I’m working on an automatic summarization system in my C++ class and have a question regarding one of the ASCII comparisons I’m doing. Here’s the code:
char ch;
string sentence;
pair<char, char> sentenceCheck;
int counter = 0;
while (!ifs2.eof())
{
ch = ifs2.get();
ch = tolower(ch);
if (ch == 13)
ch = ifs2.get();
if (ch != 10 && ch != '?' && ch != '!' && ch != '.')
sentence += ch;
sentenceCheck.first = sentenceCheck.second;
sentenceCheck.second = ch;
cout << sentenceCheck.first << "-" << (int)sentenceCheck.first << " ---- " << sentenceCheck.second << "-" << (int)sentenceCheck.second << endl;
if(sentenceCheck.second == ' ' || sentenceCheck.second == 10 || sentenceCheck.second == -1)
{
if(sentenceCheck.first == '?' || sentenceCheck.first == '!' || sentenceCheck.first == '.')
{
istringstream s(sentence);
while(s >> wordInSentence)
{
sentenceWordMap.insert(pair<string, int>(wordInSentence, 0));
}
//sentenceList.push_back(pair<string, int>(sentence, 0));
sentence.clear();
}
}
}
What is being done here (with the two if statements) is checking whether a new sentence has begun in the text that is to be analyzed and dealt with later. The conditionals work but only because we discovered that we have to check for that -1 as well. Any ideas what that represents?
As an ASCII character -1 doesn’t represent anything (which is to say -1 is not a valid ASCII value).

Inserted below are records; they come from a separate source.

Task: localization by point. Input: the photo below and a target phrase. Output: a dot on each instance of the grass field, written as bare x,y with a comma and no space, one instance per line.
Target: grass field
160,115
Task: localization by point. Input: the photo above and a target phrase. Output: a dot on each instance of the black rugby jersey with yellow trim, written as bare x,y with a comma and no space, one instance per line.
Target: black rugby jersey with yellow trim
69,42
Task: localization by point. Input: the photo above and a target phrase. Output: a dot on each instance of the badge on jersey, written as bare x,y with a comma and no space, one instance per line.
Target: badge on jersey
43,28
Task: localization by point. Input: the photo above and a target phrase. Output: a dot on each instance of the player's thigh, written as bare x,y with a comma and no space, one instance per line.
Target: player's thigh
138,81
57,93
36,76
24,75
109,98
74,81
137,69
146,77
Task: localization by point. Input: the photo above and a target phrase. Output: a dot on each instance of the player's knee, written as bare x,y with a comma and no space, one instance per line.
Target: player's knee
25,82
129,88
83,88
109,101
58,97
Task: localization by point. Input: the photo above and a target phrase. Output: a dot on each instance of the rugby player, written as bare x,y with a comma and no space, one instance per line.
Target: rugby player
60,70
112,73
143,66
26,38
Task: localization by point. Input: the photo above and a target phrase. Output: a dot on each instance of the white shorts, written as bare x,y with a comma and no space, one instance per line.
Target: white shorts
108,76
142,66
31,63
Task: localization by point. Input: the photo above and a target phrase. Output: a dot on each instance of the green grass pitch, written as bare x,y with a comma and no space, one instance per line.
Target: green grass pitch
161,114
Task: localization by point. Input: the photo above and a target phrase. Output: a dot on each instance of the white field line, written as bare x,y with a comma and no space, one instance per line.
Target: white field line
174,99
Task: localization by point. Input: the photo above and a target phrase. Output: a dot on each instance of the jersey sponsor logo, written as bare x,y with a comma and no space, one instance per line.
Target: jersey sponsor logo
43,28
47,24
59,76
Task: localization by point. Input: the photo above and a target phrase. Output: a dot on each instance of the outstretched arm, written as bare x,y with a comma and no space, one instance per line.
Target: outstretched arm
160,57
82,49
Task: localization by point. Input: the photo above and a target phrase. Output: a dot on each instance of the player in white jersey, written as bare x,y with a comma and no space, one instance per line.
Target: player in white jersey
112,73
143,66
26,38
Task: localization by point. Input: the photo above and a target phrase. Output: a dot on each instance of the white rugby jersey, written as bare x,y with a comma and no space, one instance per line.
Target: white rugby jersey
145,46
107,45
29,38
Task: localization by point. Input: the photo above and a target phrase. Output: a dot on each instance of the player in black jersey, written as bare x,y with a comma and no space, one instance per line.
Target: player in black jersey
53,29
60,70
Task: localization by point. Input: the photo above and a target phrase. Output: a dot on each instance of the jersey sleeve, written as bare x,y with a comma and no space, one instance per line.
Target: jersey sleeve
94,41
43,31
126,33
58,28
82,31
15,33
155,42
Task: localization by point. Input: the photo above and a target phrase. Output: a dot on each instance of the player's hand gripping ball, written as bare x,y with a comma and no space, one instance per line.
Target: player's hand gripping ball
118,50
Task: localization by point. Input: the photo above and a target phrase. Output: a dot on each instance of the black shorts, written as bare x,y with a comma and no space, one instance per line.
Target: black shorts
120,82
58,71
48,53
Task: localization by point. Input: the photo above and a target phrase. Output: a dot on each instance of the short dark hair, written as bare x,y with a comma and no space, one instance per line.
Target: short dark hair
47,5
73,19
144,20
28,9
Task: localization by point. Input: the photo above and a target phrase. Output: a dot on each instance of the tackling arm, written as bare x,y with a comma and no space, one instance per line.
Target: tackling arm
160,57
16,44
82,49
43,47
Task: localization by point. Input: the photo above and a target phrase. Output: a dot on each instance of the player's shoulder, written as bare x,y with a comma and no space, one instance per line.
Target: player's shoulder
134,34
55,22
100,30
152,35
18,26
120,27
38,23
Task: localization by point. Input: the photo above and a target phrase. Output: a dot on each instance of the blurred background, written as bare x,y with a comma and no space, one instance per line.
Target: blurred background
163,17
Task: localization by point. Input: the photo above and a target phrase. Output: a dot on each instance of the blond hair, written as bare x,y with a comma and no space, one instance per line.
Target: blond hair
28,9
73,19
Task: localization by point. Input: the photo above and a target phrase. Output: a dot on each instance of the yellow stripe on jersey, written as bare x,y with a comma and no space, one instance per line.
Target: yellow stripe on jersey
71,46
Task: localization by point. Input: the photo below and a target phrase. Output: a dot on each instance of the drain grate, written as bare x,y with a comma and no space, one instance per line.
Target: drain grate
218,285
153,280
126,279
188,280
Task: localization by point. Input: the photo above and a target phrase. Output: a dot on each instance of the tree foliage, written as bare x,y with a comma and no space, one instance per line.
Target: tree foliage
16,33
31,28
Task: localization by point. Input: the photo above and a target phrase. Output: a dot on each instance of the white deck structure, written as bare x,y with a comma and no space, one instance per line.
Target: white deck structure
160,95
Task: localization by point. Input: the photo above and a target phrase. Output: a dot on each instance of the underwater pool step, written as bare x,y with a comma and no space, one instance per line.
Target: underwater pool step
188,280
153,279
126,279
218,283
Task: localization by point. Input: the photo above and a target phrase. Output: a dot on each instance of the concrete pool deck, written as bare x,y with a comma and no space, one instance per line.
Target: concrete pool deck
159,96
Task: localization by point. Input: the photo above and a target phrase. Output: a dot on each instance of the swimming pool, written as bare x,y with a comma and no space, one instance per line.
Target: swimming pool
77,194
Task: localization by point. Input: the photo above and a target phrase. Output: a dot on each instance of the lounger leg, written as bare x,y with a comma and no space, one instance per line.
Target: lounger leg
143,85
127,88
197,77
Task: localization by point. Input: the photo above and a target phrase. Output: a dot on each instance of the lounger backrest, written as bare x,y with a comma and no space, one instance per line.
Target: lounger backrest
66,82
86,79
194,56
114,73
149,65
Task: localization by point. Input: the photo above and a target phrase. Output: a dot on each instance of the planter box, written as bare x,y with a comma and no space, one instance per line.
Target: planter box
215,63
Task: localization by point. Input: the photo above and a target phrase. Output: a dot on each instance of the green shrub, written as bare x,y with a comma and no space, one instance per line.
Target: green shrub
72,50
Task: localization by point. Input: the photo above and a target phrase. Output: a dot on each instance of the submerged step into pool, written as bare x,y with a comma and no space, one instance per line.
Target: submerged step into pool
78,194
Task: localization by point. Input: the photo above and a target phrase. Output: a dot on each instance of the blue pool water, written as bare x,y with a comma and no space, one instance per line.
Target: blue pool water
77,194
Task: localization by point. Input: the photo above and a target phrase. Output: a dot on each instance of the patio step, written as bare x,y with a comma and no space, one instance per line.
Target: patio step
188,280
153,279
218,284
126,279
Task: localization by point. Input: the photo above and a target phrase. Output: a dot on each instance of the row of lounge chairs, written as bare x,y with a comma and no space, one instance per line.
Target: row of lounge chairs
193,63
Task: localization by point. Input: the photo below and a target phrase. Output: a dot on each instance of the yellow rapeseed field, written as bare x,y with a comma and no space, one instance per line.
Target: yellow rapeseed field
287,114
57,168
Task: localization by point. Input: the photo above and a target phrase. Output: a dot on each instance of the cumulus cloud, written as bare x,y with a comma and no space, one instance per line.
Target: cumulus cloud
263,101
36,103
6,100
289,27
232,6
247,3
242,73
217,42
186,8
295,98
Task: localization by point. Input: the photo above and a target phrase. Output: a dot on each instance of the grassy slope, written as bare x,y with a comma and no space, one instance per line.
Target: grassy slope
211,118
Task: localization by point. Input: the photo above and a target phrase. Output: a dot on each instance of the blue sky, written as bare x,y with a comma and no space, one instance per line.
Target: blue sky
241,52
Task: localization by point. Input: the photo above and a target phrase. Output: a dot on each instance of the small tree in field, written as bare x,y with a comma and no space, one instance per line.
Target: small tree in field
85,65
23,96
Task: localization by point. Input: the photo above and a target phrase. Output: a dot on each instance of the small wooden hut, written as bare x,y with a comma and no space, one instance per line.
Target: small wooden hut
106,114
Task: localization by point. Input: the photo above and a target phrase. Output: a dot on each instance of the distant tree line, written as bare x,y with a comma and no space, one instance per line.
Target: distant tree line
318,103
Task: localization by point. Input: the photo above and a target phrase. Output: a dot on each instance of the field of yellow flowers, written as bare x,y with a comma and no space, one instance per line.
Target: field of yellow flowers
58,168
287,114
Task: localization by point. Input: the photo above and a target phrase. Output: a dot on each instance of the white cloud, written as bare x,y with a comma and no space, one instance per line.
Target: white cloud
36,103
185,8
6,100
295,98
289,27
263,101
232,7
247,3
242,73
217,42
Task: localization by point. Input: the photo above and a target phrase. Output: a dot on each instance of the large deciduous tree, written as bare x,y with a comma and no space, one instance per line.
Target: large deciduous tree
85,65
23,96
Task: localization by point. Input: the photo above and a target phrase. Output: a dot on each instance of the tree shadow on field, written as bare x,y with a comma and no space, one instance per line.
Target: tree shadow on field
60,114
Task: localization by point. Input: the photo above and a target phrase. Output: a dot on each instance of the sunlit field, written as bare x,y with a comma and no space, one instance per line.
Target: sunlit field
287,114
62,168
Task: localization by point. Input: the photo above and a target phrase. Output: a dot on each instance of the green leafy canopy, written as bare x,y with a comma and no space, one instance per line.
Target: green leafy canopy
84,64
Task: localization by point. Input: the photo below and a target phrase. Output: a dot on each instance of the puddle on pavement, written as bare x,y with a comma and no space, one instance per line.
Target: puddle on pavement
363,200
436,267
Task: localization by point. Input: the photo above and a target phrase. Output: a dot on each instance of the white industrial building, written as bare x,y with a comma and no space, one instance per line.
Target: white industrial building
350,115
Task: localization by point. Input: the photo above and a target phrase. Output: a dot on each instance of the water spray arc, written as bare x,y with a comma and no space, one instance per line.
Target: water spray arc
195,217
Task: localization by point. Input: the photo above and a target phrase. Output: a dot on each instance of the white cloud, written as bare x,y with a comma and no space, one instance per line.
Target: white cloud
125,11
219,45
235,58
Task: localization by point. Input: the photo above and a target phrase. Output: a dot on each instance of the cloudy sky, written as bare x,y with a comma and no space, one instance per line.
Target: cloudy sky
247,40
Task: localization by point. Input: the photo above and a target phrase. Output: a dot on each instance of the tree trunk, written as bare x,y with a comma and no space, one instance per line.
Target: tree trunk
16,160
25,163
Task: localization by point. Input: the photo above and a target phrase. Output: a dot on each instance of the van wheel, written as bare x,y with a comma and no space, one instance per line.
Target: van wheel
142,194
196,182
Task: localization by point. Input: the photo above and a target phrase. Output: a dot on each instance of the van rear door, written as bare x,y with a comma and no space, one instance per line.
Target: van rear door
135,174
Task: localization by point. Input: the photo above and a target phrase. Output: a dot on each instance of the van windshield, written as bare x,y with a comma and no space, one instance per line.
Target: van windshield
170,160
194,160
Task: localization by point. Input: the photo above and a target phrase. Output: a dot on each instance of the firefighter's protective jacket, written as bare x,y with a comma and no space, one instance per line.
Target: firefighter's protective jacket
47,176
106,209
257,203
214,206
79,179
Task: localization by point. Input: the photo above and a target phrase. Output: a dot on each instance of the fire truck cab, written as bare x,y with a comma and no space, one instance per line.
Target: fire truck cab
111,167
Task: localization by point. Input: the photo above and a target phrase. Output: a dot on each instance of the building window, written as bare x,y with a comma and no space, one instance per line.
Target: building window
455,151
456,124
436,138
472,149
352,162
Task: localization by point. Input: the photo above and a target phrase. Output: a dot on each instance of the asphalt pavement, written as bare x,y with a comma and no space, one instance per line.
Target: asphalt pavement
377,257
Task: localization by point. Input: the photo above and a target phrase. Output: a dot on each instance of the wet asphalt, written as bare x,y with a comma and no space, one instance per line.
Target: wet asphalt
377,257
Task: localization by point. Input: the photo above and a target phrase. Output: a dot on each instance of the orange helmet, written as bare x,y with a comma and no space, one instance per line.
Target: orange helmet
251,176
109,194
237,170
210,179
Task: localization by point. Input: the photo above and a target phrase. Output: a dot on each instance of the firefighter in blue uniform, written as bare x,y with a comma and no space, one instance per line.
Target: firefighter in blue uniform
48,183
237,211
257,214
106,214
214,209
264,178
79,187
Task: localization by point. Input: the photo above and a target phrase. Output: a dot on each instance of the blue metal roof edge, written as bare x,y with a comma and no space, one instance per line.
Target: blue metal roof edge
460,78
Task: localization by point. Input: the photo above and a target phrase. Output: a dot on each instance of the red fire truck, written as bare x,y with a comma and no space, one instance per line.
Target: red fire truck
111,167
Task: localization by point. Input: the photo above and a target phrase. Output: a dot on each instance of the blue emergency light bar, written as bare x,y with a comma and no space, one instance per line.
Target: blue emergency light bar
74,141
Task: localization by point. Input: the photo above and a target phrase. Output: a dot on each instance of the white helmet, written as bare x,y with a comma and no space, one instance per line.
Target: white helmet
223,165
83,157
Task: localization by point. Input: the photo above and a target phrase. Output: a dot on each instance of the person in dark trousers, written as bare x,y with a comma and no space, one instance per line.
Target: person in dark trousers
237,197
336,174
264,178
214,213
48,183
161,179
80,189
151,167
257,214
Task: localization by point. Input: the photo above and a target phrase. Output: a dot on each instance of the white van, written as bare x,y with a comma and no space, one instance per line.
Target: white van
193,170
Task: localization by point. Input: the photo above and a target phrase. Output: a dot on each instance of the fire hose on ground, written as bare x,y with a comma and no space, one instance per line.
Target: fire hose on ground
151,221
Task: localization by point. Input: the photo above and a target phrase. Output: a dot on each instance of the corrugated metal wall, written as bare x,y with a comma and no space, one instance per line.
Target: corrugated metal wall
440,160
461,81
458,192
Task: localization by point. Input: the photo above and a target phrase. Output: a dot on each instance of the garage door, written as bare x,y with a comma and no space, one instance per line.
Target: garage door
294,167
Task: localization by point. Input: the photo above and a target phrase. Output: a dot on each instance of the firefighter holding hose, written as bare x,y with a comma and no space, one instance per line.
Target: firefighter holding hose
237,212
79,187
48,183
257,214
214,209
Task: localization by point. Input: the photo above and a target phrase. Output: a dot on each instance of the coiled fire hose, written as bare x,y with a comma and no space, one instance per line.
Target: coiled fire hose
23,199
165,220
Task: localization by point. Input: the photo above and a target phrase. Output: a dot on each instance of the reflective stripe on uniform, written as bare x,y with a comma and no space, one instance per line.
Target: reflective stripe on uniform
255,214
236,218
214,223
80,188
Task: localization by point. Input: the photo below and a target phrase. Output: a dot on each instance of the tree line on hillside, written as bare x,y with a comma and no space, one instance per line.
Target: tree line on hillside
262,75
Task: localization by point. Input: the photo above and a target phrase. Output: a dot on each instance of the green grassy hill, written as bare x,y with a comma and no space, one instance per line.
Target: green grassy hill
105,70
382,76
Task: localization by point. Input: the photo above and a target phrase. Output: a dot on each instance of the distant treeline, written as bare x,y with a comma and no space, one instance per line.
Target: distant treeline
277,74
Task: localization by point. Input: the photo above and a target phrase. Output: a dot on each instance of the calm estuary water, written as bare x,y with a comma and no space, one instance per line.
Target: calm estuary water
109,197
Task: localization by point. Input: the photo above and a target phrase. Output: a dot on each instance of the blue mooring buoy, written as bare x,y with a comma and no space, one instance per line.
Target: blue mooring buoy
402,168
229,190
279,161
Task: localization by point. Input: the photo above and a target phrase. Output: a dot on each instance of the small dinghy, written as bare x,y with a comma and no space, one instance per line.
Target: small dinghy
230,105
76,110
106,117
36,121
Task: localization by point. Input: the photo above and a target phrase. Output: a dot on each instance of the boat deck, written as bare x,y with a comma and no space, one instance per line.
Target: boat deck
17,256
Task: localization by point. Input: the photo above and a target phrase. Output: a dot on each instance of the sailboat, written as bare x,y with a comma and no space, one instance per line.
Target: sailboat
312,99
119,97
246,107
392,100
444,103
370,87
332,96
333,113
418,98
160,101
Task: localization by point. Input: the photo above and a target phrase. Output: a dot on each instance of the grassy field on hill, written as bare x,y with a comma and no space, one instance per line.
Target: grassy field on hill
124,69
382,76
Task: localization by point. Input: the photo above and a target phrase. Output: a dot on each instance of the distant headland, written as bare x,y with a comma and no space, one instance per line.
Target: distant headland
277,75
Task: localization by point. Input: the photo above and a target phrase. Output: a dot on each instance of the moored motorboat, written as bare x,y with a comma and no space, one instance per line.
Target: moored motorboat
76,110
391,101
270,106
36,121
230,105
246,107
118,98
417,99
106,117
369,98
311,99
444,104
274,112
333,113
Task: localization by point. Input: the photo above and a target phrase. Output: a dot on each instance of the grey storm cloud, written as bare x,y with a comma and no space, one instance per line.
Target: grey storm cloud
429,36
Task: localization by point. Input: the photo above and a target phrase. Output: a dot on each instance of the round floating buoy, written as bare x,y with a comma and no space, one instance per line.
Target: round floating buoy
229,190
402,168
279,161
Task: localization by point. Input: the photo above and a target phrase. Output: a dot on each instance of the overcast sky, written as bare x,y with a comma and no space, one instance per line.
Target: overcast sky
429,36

As the return value from get() it means that the read operation failed – most likely due to the end of file being reached.
Note that the eof() function doesn’t return true if the next call to get will fail because of the end of file being reached – it returns true if the previous call to get failed because of the end of file being reached.